Harry Potter and the Order of the Phoenix

You may or may not be aware that the final Harry Potter book is going to be published at any moment now, and that spoilers are nearly as prevalent as theories, recaps, final reworkings of relationship fanfics, and all-around general buzz. Potterdämmerung, they’re calling it. The fact that you are reading this right now puts you, on average, much more firmly in the “may” column, of course. I anticipate that the faint twinges that are accompanying me putting my thoughts together on the Order of the Phoenix movie are spare precursors beside what it’ll be like to have to review the actual new book.

And that’s before even taking into account that I really liked the movie. Sure, I had lowered expectations after the many shortcomings of the previous film. And sure, this book was even longer than the last one to try to shoehorn into the same amount of space. But either the adapter was much better or the book lent itself much better to compression, because this one worked as well as any of the previous volumes, possibly exceeding the high watermark of Prisoner of Azkaban. Luna Lovegood was note perfect, and Dolores Umbridge was nearly as unpleasant as I had imagined her. And the plot, though streamlined, hit upon all of the important themes and events. Harry suffered all of his turbulent anger, angst, and teenage lust and then emerged from it into his first shaky steps toward leadership. The wizarding community at large dealt with its fear and denial and backlash at the messengers over Voldemort’s return. Voldemort started gathering his forces. And all in full technicolor glory!

Okay, it’s next to impossible to both describe what I liked about the movie and avoid spoilers, apparently. But it really did work.
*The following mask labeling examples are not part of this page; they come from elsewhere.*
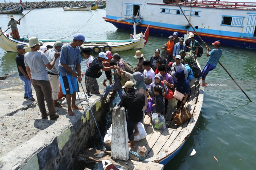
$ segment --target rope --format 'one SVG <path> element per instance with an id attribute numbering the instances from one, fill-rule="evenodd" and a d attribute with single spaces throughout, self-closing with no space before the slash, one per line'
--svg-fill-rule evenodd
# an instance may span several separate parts
<path id="1" fill-rule="evenodd" d="M 64 38 L 61 38 L 61 39 L 63 39 L 64 38 L 66 38 L 67 37 L 69 37 L 70 36 L 71 36 L 72 35 L 73 35 L 74 34 L 75 34 L 75 33 L 76 33 L 78 32 L 81 29 L 82 29 L 83 28 L 83 27 L 85 27 L 85 25 L 89 21 L 90 21 L 90 19 L 92 18 L 92 17 L 93 17 L 93 15 L 94 15 L 94 14 L 95 14 L 95 13 L 96 12 L 96 11 L 97 11 L 97 10 L 95 10 L 95 12 L 94 12 L 94 13 L 93 14 L 93 15 L 92 15 L 92 16 L 91 16 L 90 17 L 89 19 L 88 20 L 88 21 L 87 21 L 87 22 L 85 23 L 85 24 L 83 25 L 83 26 L 82 27 L 81 27 L 81 28 L 80 29 L 79 29 L 76 32 L 75 32 L 74 33 L 72 34 L 71 35 L 69 35 L 68 36 L 67 36 L 67 37 L 65 37 Z"/>
<path id="2" fill-rule="evenodd" d="M 89 103 L 89 101 L 88 101 L 88 99 L 87 98 L 87 96 L 86 96 L 86 94 L 85 94 L 85 90 L 83 89 L 83 85 L 82 84 L 82 83 L 81 82 L 80 82 L 80 84 L 81 84 L 81 87 L 82 87 L 82 89 L 83 89 L 83 93 L 85 94 L 85 98 L 86 100 L 86 102 L 87 102 L 87 103 L 88 103 L 88 105 L 89 106 L 89 108 L 90 109 L 90 110 L 91 111 L 91 113 L 92 113 L 92 115 L 93 116 L 93 120 L 94 121 L 94 122 L 95 122 L 95 125 L 96 125 L 96 127 L 97 127 L 97 128 L 98 130 L 98 131 L 99 131 L 99 133 L 100 134 L 100 138 L 101 139 L 101 142 L 103 143 L 103 145 L 105 146 L 105 143 L 104 142 L 104 140 L 103 140 L 103 138 L 102 138 L 102 136 L 101 135 L 101 134 L 100 133 L 100 129 L 99 128 L 99 127 L 98 126 L 98 125 L 97 124 L 97 122 L 96 121 L 96 120 L 95 119 L 95 118 L 94 118 L 94 116 L 93 115 L 93 111 L 92 110 L 92 108 L 91 108 L 91 106 L 90 105 L 90 104 Z"/>
<path id="3" fill-rule="evenodd" d="M 144 161 L 145 160 L 145 156 L 140 156 L 139 154 L 138 154 L 138 153 L 137 152 L 135 152 L 133 151 L 129 151 L 129 152 L 130 154 L 132 154 L 134 155 L 136 157 L 137 157 L 138 158 L 139 158 L 140 161 Z"/>

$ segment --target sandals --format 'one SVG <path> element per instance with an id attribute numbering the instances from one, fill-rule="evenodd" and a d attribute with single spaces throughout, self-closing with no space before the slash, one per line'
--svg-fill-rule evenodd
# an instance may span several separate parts
<path id="1" fill-rule="evenodd" d="M 35 101 L 35 99 L 33 97 L 32 97 L 28 99 L 29 100 L 31 100 L 31 101 Z"/>

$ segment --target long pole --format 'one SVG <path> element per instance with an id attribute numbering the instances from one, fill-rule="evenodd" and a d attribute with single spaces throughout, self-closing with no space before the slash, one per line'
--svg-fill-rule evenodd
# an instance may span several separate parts
<path id="1" fill-rule="evenodd" d="M 0 36 L 1 36 L 1 35 L 2 35 L 3 34 L 4 34 L 4 33 L 5 33 L 5 32 L 6 32 L 6 31 L 7 31 L 7 30 L 8 30 L 8 29 L 10 29 L 10 28 L 11 28 L 11 27 L 12 27 L 12 26 L 13 26 L 13 25 L 14 25 L 14 24 L 16 24 L 16 23 L 17 23 L 17 22 L 18 22 L 18 21 L 19 21 L 19 20 L 21 20 L 21 19 L 22 19 L 22 18 L 23 18 L 23 17 L 24 17 L 24 16 L 26 16 L 26 15 L 27 14 L 28 14 L 28 13 L 29 13 L 29 12 L 30 12 L 31 11 L 32 11 L 32 10 L 33 10 L 33 9 L 35 9 L 35 8 L 36 8 L 36 7 L 37 7 L 39 5 L 41 5 L 41 4 L 42 4 L 42 3 L 43 2 L 45 2 L 45 1 L 46 1 L 46 0 L 44 0 L 44 1 L 42 1 L 42 2 L 41 2 L 40 3 L 39 3 L 39 4 L 38 4 L 37 5 L 36 5 L 36 6 L 35 6 L 35 7 L 34 7 L 34 8 L 32 8 L 32 9 L 31 9 L 31 10 L 29 10 L 29 11 L 28 12 L 27 12 L 27 13 L 26 13 L 26 14 L 25 14 L 25 15 L 23 15 L 23 16 L 22 16 L 22 17 L 21 17 L 21 18 L 20 18 L 20 19 L 19 19 L 17 21 L 16 21 L 16 22 L 15 22 L 15 23 L 14 23 L 14 24 L 13 24 L 12 25 L 11 25 L 11 26 L 10 26 L 10 27 L 9 27 L 9 28 L 7 28 L 7 29 L 6 30 L 5 30 L 5 31 L 4 31 L 4 32 L 3 32 L 3 33 L 2 33 L 2 34 L 1 34 L 1 35 L 0 35 Z"/>
<path id="2" fill-rule="evenodd" d="M 182 10 L 182 9 L 181 9 L 181 7 L 178 4 L 178 1 L 176 0 L 176 2 L 177 3 L 177 4 L 178 5 L 178 6 L 180 7 L 180 9 L 181 10 L 182 13 L 182 14 L 183 14 L 183 15 L 184 15 L 184 16 L 186 18 L 186 19 L 188 22 L 189 24 L 189 25 L 190 25 L 190 27 L 193 29 L 194 31 L 196 32 L 196 35 L 197 35 L 197 36 L 201 40 L 201 41 L 203 42 L 203 43 L 204 44 L 204 45 L 206 46 L 206 44 L 204 43 L 204 42 L 203 41 L 203 40 L 201 38 L 201 37 L 200 36 L 199 34 L 197 33 L 197 32 L 196 32 L 196 30 L 195 29 L 195 28 L 194 28 L 194 27 L 193 27 L 193 26 L 192 25 L 192 24 L 190 23 L 189 22 L 189 21 L 188 19 L 188 18 L 185 15 L 185 14 L 184 14 L 184 13 L 183 12 L 183 10 Z M 220 61 L 218 61 L 220 64 L 220 65 L 221 66 L 221 67 L 222 67 L 222 68 L 224 69 L 224 70 L 227 72 L 227 73 L 228 73 L 228 75 L 231 78 L 231 79 L 233 80 L 233 81 L 234 81 L 234 82 L 235 82 L 235 83 L 236 83 L 236 84 L 237 85 L 237 86 L 240 88 L 240 89 L 242 90 L 242 91 L 243 92 L 243 93 L 244 93 L 244 94 L 245 95 L 245 96 L 247 97 L 248 99 L 250 101 L 250 102 L 252 102 L 252 101 L 251 100 L 251 99 L 245 93 L 245 92 L 242 89 L 242 88 L 239 86 L 239 85 L 238 84 L 238 83 L 236 82 L 236 81 L 234 79 L 234 78 L 233 78 L 233 77 L 232 76 L 230 75 L 230 74 L 229 73 L 229 72 L 226 69 L 226 68 L 224 67 L 224 66 L 223 66 L 223 65 L 222 65 L 221 62 L 220 62 Z"/>

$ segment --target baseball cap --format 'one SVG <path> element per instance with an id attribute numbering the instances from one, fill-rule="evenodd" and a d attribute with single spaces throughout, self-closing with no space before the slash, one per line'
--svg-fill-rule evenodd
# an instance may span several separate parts
<path id="1" fill-rule="evenodd" d="M 156 50 L 155 50 L 155 52 L 157 52 L 159 53 L 160 53 L 160 50 L 159 49 L 156 49 Z"/>
<path id="2" fill-rule="evenodd" d="M 221 43 L 219 41 L 216 41 L 214 43 L 211 44 L 213 45 L 221 45 Z"/>
<path id="3" fill-rule="evenodd" d="M 47 50 L 47 47 L 45 45 L 42 45 L 40 46 L 40 50 L 43 52 Z"/>
<path id="4" fill-rule="evenodd" d="M 86 41 L 85 37 L 85 36 L 81 33 L 76 33 L 74 35 L 74 39 L 75 40 L 80 40 L 81 41 Z"/>
<path id="5" fill-rule="evenodd" d="M 26 49 L 28 48 L 27 47 L 25 47 L 22 44 L 17 44 L 16 48 L 17 48 L 17 50 L 18 50 L 19 49 Z"/>
<path id="6" fill-rule="evenodd" d="M 57 41 L 54 43 L 54 45 L 55 47 L 61 47 L 63 45 L 63 43 L 60 41 Z"/>
<path id="7" fill-rule="evenodd" d="M 192 38 L 194 37 L 194 36 L 195 36 L 194 35 L 194 34 L 189 34 L 189 36 L 188 36 L 188 38 Z"/>
<path id="8" fill-rule="evenodd" d="M 113 58 L 116 58 L 116 57 L 120 57 L 119 54 L 118 53 L 115 53 L 113 55 Z"/>
<path id="9" fill-rule="evenodd" d="M 104 58 L 107 60 L 108 59 L 108 58 L 107 57 L 107 56 L 106 56 L 106 53 L 104 52 L 101 52 L 99 53 L 99 57 L 101 58 Z"/>
<path id="10" fill-rule="evenodd" d="M 130 89 L 134 87 L 134 84 L 132 81 L 128 81 L 126 82 L 124 84 L 124 86 L 122 87 L 122 89 L 124 89 L 125 87 Z"/>
<path id="11" fill-rule="evenodd" d="M 175 58 L 178 58 L 180 60 L 181 59 L 181 56 L 179 55 L 177 55 L 175 57 Z"/>
<path id="12" fill-rule="evenodd" d="M 184 41 L 184 39 L 183 37 L 180 37 L 180 39 L 178 40 L 179 41 L 181 41 L 182 42 Z"/>
<path id="13" fill-rule="evenodd" d="M 112 53 L 111 53 L 111 52 L 110 51 L 107 51 L 106 52 L 106 56 L 107 56 L 107 57 L 109 59 L 110 59 L 111 58 L 112 58 Z"/>
<path id="14" fill-rule="evenodd" d="M 178 35 L 178 32 L 175 32 L 173 33 L 173 35 Z"/>

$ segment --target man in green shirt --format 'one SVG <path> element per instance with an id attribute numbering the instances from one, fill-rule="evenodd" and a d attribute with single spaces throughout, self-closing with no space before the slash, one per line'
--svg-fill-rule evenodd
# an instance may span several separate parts
<path id="1" fill-rule="evenodd" d="M 14 39 L 18 40 L 20 38 L 20 34 L 18 31 L 18 28 L 17 27 L 17 24 L 20 24 L 20 19 L 18 20 L 18 22 L 14 20 L 13 15 L 11 15 L 10 16 L 11 20 L 8 23 L 7 26 L 8 28 L 10 27 L 12 28 L 12 38 Z M 17 22 L 17 23 L 16 23 Z"/>

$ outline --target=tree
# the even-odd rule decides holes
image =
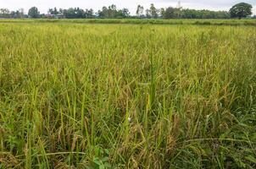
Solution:
[[[138,5],[136,8],[136,14],[141,18],[143,15],[144,8],[143,6]]]
[[[246,3],[240,3],[230,9],[231,18],[245,18],[252,14],[253,6]]]
[[[30,8],[28,14],[32,19],[40,18],[40,12],[38,11],[38,8],[36,7],[32,7],[31,8]]]
[[[10,11],[8,8],[0,8],[1,18],[9,18]]]
[[[159,11],[158,9],[154,7],[153,3],[150,4],[150,8],[149,8],[149,14],[152,18],[156,19],[159,17],[158,14]]]

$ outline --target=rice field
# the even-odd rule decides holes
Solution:
[[[256,27],[0,22],[0,168],[256,168]]]

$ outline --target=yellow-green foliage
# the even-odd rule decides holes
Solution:
[[[256,27],[0,24],[0,168],[255,168]]]

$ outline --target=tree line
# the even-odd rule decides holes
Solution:
[[[243,18],[252,14],[252,5],[248,3],[237,3],[230,11],[211,11],[182,8],[181,7],[173,8],[155,8],[150,4],[149,8],[144,8],[138,5],[136,15],[131,15],[128,8],[118,9],[115,5],[103,7],[101,10],[95,12],[92,8],[82,9],[81,8],[70,8],[67,9],[57,8],[49,8],[47,14],[40,14],[36,7],[29,9],[25,14],[23,9],[9,11],[7,8],[0,9],[0,18],[66,18],[66,19],[230,19]],[[254,16],[256,18],[256,16]]]

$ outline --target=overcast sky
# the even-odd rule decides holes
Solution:
[[[251,3],[253,6],[253,14],[256,14],[256,0],[181,0],[181,4],[185,8],[229,10],[232,5],[241,2]],[[47,13],[49,8],[53,7],[80,7],[92,8],[97,11],[103,6],[115,4],[118,8],[128,8],[134,14],[138,4],[147,8],[150,3],[154,3],[157,8],[176,7],[178,0],[0,0],[0,8],[15,10],[22,8],[26,13],[31,7],[36,6],[41,13]]]

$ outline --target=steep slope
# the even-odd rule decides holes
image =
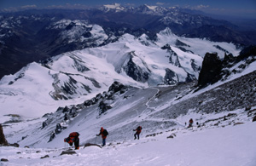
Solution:
[[[190,117],[202,129],[246,123],[256,115],[255,66],[253,62],[225,82],[198,91],[193,82],[147,89],[115,82],[108,91],[83,103],[59,107],[42,118],[21,122],[20,127],[9,129],[7,138],[21,146],[61,147],[60,141],[73,131],[81,134],[82,145],[94,142],[102,126],[111,134],[108,141],[120,141],[131,138],[131,129],[137,125],[142,125],[144,135],[150,137],[183,128]],[[32,123],[32,128],[24,128]],[[19,123],[12,124],[16,125]]]
[[[90,99],[114,81],[147,87],[196,80],[206,49],[219,55],[240,51],[232,43],[181,37],[166,28],[155,42],[125,34],[105,46],[34,62],[1,80],[1,114],[42,116],[67,102]]]

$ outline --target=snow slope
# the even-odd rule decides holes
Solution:
[[[209,116],[211,117],[211,116]],[[189,117],[187,116],[186,117]],[[1,146],[2,165],[189,165],[253,166],[256,163],[255,123],[166,130],[156,136],[108,141],[107,146],[88,146],[74,155],[60,155],[66,148]],[[173,135],[173,138],[167,138]],[[111,135],[109,135],[111,137]],[[83,138],[81,135],[80,139]],[[100,140],[100,139],[98,139]],[[94,143],[94,142],[93,142]],[[41,158],[45,155],[49,157]]]
[[[54,27],[68,23],[61,20]],[[104,34],[97,26],[91,28],[100,31],[99,36]],[[0,81],[0,116],[41,117],[59,106],[90,99],[114,81],[148,87],[196,79],[206,52],[218,52],[222,56],[224,50],[234,55],[240,51],[232,43],[177,37],[169,28],[157,37],[156,41],[150,41],[146,35],[135,37],[125,34],[115,43],[65,53],[3,77]],[[161,49],[166,44],[170,47]]]

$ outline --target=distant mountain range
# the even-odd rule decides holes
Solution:
[[[154,41],[166,27],[177,36],[232,43],[237,47],[255,44],[253,31],[241,31],[228,21],[179,8],[113,4],[84,10],[26,10],[0,14],[0,77],[32,61],[106,45],[125,33],[146,34]],[[91,26],[86,26],[87,23]]]

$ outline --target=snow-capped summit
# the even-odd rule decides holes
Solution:
[[[119,12],[119,11],[125,10],[125,8],[121,6],[120,3],[113,3],[113,4],[105,4],[101,9],[102,9],[105,12],[113,11],[113,10],[115,12]]]
[[[64,28],[63,37],[70,41],[68,37],[76,35],[69,33],[83,32],[76,31],[80,25],[88,29],[95,42],[104,39],[102,27],[96,25],[65,20],[49,27]],[[166,28],[154,41],[145,34],[139,37],[125,34],[104,46],[63,53],[3,77],[0,82],[3,113],[19,112],[26,115],[25,112],[32,112],[31,116],[42,116],[55,110],[56,106],[94,96],[114,81],[136,87],[193,81],[198,78],[206,50],[217,52],[220,57],[226,51],[234,55],[240,52],[232,43],[177,37]],[[43,81],[39,76],[44,76]],[[31,87],[38,89],[33,91]],[[13,102],[16,104],[9,106]],[[32,106],[38,106],[34,110]]]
I know that stuff was left out (and I acknowledge that I haven’t read the book since its release), but there was nothing much that really stuck out as a tragedy to lose. Except maybe they could have spent an extra ten minutes or so in the climactic battle allowing the kids to show their stuff a little more and to show off the Department of Mysteries in more of its glory. And possibly either not included Kreacher the house elf, or else given him more to do. But I have a suspicion he was present so that he can do something more relevant in the next movie that I’ve currently forgotten about, which would make that part basically okay, in the grand scheme of things.

One thought on “Harry Potter and the Order of the Phoenix

  1. Chris Post author

    I forgot to mention: they could have handled the Sybil Trelawney storyline better than they did. Well, a lot better. It was basically dropped, when only another 20 seconds of expository footage at the end would have done wonders towards tying it all together.

    So that’s probably in the con column as well, then.